At Independence the bulk of the trade continued till about the years 1838-40, when it began at Westport, and subsequently at Westport Landing (now Kansas City)...." [2] On October 24, 1999, Iroquois chieftain Jake Swamp oversaw a ceremonial planting of an Iroquois "Tree of Peace" alongside the route of the Great Osage Trail, a few yards south of Lexington Street in Independence, Missouri, on the property of the Community of Christ's Independence Temple and on the site of the Latter-day Saint "Temple Site" property claimed and then purchased by Mormon leadership in 1831.

[3] A 1979 article in an LDS Church magazine[4] discusses early Latter-day Saint travels along the Boone's Lick Road from St. Louis to Franklin in the central part of the state, then along the Great Osage Trail/Santa Fe Trail from Franklin to Missouri's western border.

1980 U.S. Geological Survey Topographical map of a portion of Independence Missouri with a blurry red line superimposed, showing the route of the ancient "Great Osage Trail" which after 1825 was known as the first section of the Santa Fe Trail , destination New Mexico and Mexico .

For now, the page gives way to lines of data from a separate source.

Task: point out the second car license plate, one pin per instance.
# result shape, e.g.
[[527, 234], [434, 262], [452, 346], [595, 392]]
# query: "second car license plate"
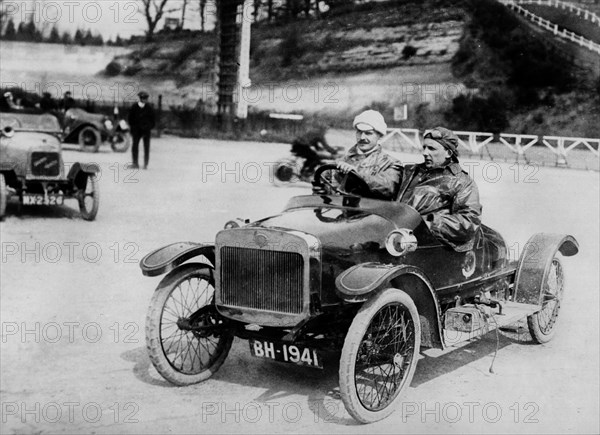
[[41, 200], [286, 353]]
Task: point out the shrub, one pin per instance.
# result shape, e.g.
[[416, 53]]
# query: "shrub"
[[132, 70], [291, 47], [408, 51], [114, 68]]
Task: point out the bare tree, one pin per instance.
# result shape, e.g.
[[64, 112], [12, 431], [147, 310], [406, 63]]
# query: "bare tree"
[[183, 9], [153, 11], [202, 5]]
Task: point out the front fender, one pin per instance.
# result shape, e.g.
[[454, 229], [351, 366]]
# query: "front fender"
[[361, 282], [535, 262], [165, 259]]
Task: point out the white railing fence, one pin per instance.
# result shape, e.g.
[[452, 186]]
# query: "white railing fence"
[[567, 152], [545, 24], [584, 13]]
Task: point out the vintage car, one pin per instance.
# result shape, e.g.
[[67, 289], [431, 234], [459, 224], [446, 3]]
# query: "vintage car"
[[32, 167], [90, 130], [345, 272]]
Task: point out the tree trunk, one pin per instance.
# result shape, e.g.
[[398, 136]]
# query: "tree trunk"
[[183, 8], [202, 14]]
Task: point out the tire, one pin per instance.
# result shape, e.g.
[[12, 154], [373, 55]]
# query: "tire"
[[376, 366], [197, 356], [89, 199], [542, 325], [286, 171], [121, 142], [89, 139], [3, 196]]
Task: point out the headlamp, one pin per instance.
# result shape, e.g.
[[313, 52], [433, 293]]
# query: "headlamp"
[[401, 241]]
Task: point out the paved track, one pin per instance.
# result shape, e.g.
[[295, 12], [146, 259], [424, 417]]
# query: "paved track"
[[73, 303]]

Map of most of the Santa Fe Trail in 1845. A more detailed map [ 1 ] produced by the National Park Service shows the starting point in central Missouri, further east of the Kansas City Metropolitan Area than is shown in this map.
Commemorative marker near base of an oak tree planted on the property of the Independence Temple in 1999, a few dozen yards south of a stretch of The Great Osage Trail at Lexington Street/Avenue in Independence, Missouri.